Mais s’il est une personnalité qui fut en permanence honoré, c’est bien le cardinal Lavigerie, un évangélisateur forcené. Mort en 1892, il fut très vite statufié (à Biskra en 1900). Mais ce fut surtout à l’occasion du centenaire de sa naissance, en 1925, que sa personnalité fut exaltée. À Alger, l’inauguration eut lieu le 8 novembre. Le monument de bronze était érigé sur le terre-plein de la cathédrale Notre-Dame d’Afrique. La statue d’Élie-Jean Vézien, prix de Rome, était toute en symboles : « Le cardinal Lavigerie, debout, tenant une croix de la main droite et l’Evangile de la main gauche, regarde la baie et la ville d’Alger » (L’Illustration, 21 novembre 1925). Puis, le 23 novembre, le même type de cérémonie eut lieu à Tunis, toujours en présence des autorités religieuses et civiles. Cette seconde statue, réplique de celle d’Alger, fut installée sur la place Bab el Bhar (porte de la Mer), rebaptisée Porte de France, exactement face à la Médina, qui avait en son cœur la mosquée Zitouna. Les autorités ne pouvaient faire preuve de plus de morgue : le défi à l’islam était éclatant[5].

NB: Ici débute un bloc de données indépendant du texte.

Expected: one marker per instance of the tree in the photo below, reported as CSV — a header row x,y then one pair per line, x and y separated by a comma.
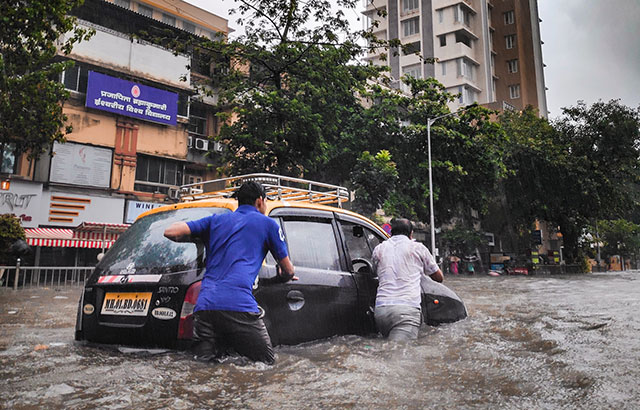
x,y
374,178
620,237
10,232
600,177
292,89
465,162
30,96
580,168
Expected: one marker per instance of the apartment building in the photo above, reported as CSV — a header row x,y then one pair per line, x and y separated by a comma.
x,y
487,51
140,130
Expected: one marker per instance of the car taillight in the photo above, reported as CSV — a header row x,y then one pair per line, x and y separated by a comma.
x,y
185,329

Par contre, on note avec intérêt que rien de comparable ne se produisit au Maroc. On ne peut qu’y voir, évidemment, l’empreinte de Lyautey, qui était hostile par principe à tout ce qui rappelât une confrontation chrétienté / islam.
Tous les monuments cependant n’étaient pas des manifestations écrasantes de la domination. Certains étaient plus paternalistes, des hommages aux indigènes fidèles à la mère patrie : « Un monument destiné à honorer la mémoire des soldats indigènes morts au service de la France vient d’être construit au cimetière musulman de Bône. Il rappellera désormais le loyal dévouement des braves “turcos“ qui ont versé leur sang pour la France partout où ils furent appelés pour elle, en Algérie, en Crimée, en Italie, au Mexique, en 1870, en Tunisie, en Extrême-Orient, à Madagascar, au Maroc. De pur style mauresque, ce monument, une “Koubba“[6], est recouvert par une coupole blanche que termine un croissant de marbre. La porte, à ogive arabe, est entièrement revêtue de carreaux de faïence de couleur. Deux petites baies en percent les murs, ornés extérieurement de décorations également en céramique… » (Revue Indigène, mai 1913)[7].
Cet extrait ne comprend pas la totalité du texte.